American Idols may cheat a little with some harmless lip-synching, but it’s a trick they learned somewhere. And it turns out you don’t have to look very far to learn where. It’s a fact that’s becoming harder and harder to deny: people want to become better, faster, stronger, more popular, more talented and more famous, and they’re willing to throw credibility and legitimacy in the toilet to get there. Even among those who have accomplished much, cutting corners is apparently an acceptable practice. We’re learning how to cheat from the top. Those who are supposed to be the most competent, capable people around, political leaders, businessmen, athletes, could be inspirational in their roles. But instead a growing number of them lie and cheat to get where they’re going.
Usually it’s just about money. We’ve heard nothing but scandalous news reports coming out of the banking and financial industries lately, dispensing multimillion-dollar bonuses right after The Bailout is a classic example of cheating. I won’t pretend to understand the political and fiscal complexities of exactly why all that happened, but from what I’ve read along with everyone else, it certainly doesn’t sound fair.
Cheating is of course in sports too.
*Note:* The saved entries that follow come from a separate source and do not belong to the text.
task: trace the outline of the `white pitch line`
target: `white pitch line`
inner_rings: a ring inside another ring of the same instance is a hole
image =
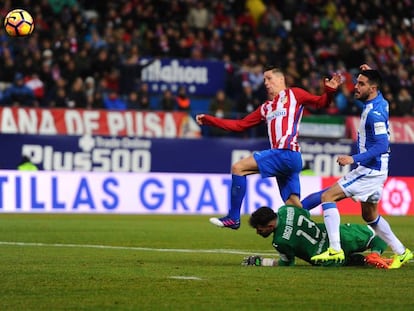
[[[150,247],[134,247],[134,246],[111,246],[111,245],[93,245],[93,244],[56,244],[56,243],[30,243],[30,242],[7,242],[0,241],[0,245],[13,246],[32,246],[32,247],[68,247],[68,248],[97,248],[97,249],[116,249],[116,250],[132,250],[147,252],[170,252],[170,253],[210,253],[210,254],[235,254],[235,255],[273,255],[273,253],[257,253],[252,251],[242,251],[233,249],[180,249],[180,248],[150,248]]]
[[[181,275],[174,275],[170,276],[169,279],[176,279],[176,280],[202,280],[198,276],[181,276]]]

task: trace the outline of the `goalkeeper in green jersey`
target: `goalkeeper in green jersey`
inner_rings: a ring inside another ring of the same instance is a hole
[[[279,252],[279,260],[260,256],[246,257],[242,264],[255,266],[292,266],[295,257],[312,265],[345,266],[372,265],[388,269],[392,260],[381,257],[387,244],[367,225],[342,224],[340,226],[342,249],[345,261],[316,263],[311,257],[329,247],[325,224],[315,223],[307,210],[285,205],[275,213],[269,207],[256,210],[249,219],[250,226],[264,238],[273,233],[273,247]],[[370,249],[368,255],[362,252]]]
I’ve been a baseball fan my whole life, but now I’m questioning myself. I love the sport, but does there come a point when enough is enough? Now even New York Yankee Alex Rodriguez, beloved baseball hero and media darling, has admitted to using steroids. And unrivaled pitcher Roger Clemens, the record-holding winner of seven Cy Young awards, has faced a lot of public scrutiny for his anabolic steroid use. The list goes on Bonds, Canseco, Pettitte, GiambiÑand baseball isn’t the only sport with that kind of list. Has this gone far enough? Has the athletic competition of the sport lost its professional credibility? Steroid use certainly can’t help.
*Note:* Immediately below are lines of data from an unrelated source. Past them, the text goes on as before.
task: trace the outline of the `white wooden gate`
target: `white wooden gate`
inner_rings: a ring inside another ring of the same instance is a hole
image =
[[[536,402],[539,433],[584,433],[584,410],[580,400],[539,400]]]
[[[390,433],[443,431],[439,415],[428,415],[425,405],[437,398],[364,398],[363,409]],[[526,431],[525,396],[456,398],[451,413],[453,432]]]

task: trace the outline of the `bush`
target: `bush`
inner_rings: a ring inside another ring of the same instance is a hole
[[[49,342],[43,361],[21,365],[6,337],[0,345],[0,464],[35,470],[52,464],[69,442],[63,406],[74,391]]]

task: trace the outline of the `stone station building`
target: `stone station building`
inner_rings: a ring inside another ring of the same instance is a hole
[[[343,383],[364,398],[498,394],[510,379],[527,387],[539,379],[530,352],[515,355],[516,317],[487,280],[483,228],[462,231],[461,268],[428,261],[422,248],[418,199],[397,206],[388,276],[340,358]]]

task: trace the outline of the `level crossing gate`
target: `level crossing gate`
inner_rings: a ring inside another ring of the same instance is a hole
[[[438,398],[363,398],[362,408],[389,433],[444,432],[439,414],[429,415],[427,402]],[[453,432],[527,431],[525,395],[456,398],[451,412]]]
We’re learning from our professional athletes, our American Idols, and our senators, politicians, CEOs and bank executives that it’s okay to defraud and deceive in the pursuit of money or success. And television provides plenty of reminders, it asks us every day to cut corners by buying tonics, potions and pills to make our penises larger, our waists skinnier and our biceps even stronger and more glistening, now for less effort! It doesn’t matter whether you’re an overpaid CEO with unbalanced books or an athlete bent over a bench press taking a needle in the ass-cheek, the rules of competition are there for a reason.
Perhaps abundance and happiness do not come with an unfair multimillion-dollar executive bonus or another undeserved sports record.
Joe Hager is a student at UW-River Falls.